I landed on my head, and my neck buckled up under me, pounding my chin on my chest, teeth cutting through my tongue, and I slid quite a ways, head digging into the snow. This was before helmets were really a thing, and I am pretty sure the result would have been different with a plastic helmet sliding on the snow rather than a wool-hat-clad head digging into the snow.

I lay on the ground wiggling my fingers and toes, arms, legs, etc., making sure that everything worked. I got up, gathered my gear, and skied to the bottom, getting ready to get right onto the chair. My bestie and ski-mate Jake looked at me aghast, asking what happened, and I said “I fell on my head.” Apparently I also had blood all down my face and beard.

He said, “Do you want to go to first aid?” because, you know, I looked like I had stopped a truck with my face.

My response: “No, I want to ski, because this is a season ender. I need to ski before the endorphins wear off.” So we got back on the lift, and as we ascended, you could very clearly see the tracks where my skis left the ground and then the hole where I reconnected (an unreasonable distance from the launch site), and then another blank spot of 20-25 feet before a long trench dug with my head. I spent a lot of time in the air, just on that one run. Unfortunately, not all of that time was right-side-up.

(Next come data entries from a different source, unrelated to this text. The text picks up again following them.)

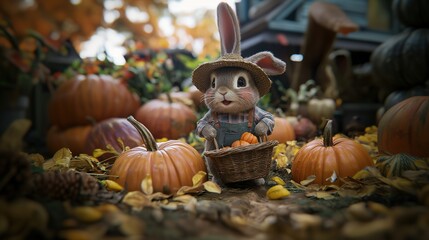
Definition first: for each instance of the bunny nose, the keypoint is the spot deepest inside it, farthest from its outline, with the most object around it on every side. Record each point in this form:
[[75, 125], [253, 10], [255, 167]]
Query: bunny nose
[[223, 91]]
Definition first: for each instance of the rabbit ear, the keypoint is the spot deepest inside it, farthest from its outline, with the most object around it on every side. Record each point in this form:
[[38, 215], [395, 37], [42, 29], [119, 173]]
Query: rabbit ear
[[270, 64], [229, 29]]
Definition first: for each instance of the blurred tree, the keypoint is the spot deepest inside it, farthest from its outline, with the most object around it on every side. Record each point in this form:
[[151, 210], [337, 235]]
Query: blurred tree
[[78, 20]]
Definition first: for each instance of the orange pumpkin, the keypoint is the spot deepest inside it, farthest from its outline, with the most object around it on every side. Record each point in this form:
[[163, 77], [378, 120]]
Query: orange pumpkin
[[171, 164], [249, 137], [404, 128], [73, 138], [167, 119], [90, 96], [283, 130], [238, 143], [329, 157]]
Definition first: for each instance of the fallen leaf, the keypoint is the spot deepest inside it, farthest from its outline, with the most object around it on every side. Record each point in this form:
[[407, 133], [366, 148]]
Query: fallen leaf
[[185, 199], [212, 187], [112, 185], [320, 195], [137, 200], [308, 180], [188, 189], [198, 178], [278, 180], [277, 192]]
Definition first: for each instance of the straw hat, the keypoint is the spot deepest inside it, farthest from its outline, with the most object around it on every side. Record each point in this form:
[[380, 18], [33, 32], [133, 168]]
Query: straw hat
[[201, 75]]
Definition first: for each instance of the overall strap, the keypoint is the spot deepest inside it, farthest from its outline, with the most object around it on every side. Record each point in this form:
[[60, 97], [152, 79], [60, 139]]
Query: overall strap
[[250, 118], [215, 120]]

“Look Jake, that’s where my head landed!” As you read this, Jake is still shaking his head in dismay.

Within two weeks I was in head-splitting, excruciating pain all the time. I couldn’t turn my head, I couldn’t bend my neck to the front, back, or side, and mostly I cried a lot, because painkillers were not an option for me, and ibuprofen didn’t touch it.

I went to a chiropractor (Stephanie Marko in South Burlington), and I was in such bad shape that she saw me three times a week for $20 per week because my insurance wouldn’t cover it. She saved my bacon, and was my chiropractor for eight years, a true healer.

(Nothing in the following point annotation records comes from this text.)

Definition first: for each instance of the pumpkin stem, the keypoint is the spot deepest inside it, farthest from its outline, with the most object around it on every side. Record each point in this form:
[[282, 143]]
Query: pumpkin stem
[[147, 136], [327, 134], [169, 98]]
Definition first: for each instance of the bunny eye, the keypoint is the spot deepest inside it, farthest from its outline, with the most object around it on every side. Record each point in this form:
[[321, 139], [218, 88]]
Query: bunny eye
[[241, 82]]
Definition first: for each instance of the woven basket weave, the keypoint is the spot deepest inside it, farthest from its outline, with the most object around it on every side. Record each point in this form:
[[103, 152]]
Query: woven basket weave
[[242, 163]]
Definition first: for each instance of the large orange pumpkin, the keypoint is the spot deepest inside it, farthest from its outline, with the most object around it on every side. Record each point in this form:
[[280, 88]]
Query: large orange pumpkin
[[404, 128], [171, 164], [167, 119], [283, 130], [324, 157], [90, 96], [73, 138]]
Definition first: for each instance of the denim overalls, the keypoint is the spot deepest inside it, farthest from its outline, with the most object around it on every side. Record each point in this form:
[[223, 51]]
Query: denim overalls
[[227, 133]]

So the reason I tell you this story (I forgot this one when I listed all of my head injuries a few weeks ago) is that this is the kind of pain I am in again from these painting days (remember the painting? This is a story about painting). I am in the kind of pain where I won’t go near a chiropractor for a week or so, because that will hurt waaaaay too much.

It is possible that this injury was set up by the surfing injury and the radical handlebarectomy that I gave myself in the past month (likely in fact). The neck pain connects to the nearly gone shoulder pain in a very interesting way through the splenius capitis, sternocleidomastoid, trapezius, and deltoids. The assumption would be that the painting-inspired further out-of-position usage of arms (arched back, tilted head, strained traps and deltas) would have aggravated an already pissed off musculoskeletal region.